2012-10-26 Vatican Radio(Vatican Radio) Among the participants at the Synod of Bishops on the new evangelisation is Bishop Matthew Hassan Kukah of Sokoto in northern Nigeria. The nation is Africa's largest oil producer but is blighted by huge poverty, widespread corruption and recurring ethnic and sectarian violence. He spoke to Vatican Radio's Susy Hodges.
Listen to the extended interview with Bishop Matthew Kukah:
In a wide-ranging interview the Nigerian bishop looks at the ideas he will be taking home from the Synod and discusses the many challenges facing his country including the problem of poor governance, violence and high levels of corruption.

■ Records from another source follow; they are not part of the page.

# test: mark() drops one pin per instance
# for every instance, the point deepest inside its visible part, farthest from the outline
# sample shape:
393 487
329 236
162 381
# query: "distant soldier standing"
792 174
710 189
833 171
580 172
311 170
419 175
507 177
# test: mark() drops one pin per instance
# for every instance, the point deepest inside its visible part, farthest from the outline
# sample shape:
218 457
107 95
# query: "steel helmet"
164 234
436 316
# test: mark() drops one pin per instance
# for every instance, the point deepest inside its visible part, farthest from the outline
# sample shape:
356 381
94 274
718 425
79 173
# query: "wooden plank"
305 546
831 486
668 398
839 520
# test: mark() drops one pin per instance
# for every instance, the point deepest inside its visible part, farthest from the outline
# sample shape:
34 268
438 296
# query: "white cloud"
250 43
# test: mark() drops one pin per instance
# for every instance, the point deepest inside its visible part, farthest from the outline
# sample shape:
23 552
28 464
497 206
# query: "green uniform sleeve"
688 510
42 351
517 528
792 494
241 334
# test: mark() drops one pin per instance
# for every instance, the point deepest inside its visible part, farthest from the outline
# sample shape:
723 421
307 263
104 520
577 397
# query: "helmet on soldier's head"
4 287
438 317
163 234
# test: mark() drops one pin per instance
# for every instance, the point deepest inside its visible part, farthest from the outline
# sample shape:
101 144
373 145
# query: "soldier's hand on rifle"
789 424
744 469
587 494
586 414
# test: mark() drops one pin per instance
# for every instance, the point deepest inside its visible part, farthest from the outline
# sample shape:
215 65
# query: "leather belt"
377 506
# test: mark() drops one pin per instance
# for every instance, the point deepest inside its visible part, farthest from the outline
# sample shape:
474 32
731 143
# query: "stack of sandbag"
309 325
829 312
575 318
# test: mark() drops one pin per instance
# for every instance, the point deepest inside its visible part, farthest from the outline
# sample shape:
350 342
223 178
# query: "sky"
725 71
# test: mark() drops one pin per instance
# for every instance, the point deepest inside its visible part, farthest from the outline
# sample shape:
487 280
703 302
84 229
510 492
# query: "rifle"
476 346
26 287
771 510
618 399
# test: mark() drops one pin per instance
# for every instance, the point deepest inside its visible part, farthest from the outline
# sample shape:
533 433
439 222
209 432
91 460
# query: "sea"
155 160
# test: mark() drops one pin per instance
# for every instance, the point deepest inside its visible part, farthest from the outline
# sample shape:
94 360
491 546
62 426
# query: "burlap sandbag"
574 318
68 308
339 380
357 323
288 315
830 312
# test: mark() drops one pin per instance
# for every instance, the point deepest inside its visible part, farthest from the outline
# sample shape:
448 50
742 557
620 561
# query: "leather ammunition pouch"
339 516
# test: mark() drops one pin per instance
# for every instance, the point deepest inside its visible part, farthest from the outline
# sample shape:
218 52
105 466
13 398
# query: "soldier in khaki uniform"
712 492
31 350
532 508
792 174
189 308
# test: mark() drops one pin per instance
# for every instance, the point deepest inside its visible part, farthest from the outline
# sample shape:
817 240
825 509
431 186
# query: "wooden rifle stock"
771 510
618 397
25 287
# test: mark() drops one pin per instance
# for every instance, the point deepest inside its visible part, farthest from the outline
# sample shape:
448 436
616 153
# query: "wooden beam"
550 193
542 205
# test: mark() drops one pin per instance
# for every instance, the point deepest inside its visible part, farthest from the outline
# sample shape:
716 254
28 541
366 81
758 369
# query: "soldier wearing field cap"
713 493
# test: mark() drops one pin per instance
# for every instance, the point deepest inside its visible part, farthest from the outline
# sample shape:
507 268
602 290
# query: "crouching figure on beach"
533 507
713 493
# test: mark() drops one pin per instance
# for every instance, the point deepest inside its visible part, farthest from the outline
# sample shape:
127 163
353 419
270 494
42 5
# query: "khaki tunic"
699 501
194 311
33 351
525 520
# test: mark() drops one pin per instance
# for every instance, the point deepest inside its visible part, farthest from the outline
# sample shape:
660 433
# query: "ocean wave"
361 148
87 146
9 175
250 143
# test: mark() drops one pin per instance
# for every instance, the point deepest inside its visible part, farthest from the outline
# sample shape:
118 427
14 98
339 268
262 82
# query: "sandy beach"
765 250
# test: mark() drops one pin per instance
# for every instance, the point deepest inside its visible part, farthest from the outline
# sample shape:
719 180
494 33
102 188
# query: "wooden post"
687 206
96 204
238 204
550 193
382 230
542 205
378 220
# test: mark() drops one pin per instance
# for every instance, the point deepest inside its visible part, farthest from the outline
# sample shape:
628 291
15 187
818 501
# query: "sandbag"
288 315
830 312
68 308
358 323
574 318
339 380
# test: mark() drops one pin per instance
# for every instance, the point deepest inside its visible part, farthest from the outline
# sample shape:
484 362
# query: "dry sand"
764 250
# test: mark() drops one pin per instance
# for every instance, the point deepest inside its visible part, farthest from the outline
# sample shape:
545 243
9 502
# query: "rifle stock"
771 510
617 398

Asked about the threat posed by the radical Islamic group Boko Haram, Bishop Kukah says he believes that both the Western and local media,when reporting on violence in Nigeria, put "too much emphasis" on the sectarian element by focussing too much "on our identities as Moslems and as Catholics."
At the same time Bishop Kukah says the Nigerian government is not using the right approach for resolving the violent campaign waged by Boko Haram by sending soldiers out onto the streets. "The Nigerian political class," he adds, "has hidden its incompetence by simply presenting the problem as a law and order issue, it's not." He goes on to say that by calling out the military, "the government is diminishing democracy" in Nigeria and is failing to tackle the roots of the problem and the need for dialogue to end the conflict.
Many people have also criticised the violent and heavy-handed approach by the military in trying to flush out the Boko Haram militants and Bishop Kukah agrees with those criticisms: "Ordinary people," he says, are saying we are actually suffering more from the military than from Boko Haram" ... "it's become like an army of occupation."
When it comes to the problem of poor governance, Bishop Kukah says the country is blighted by "monumental corruption." He goes on to say: "Politics in Nigeria is almost like armed banditry" ... as the price is so high and because "a climate of impunity has become so predominant."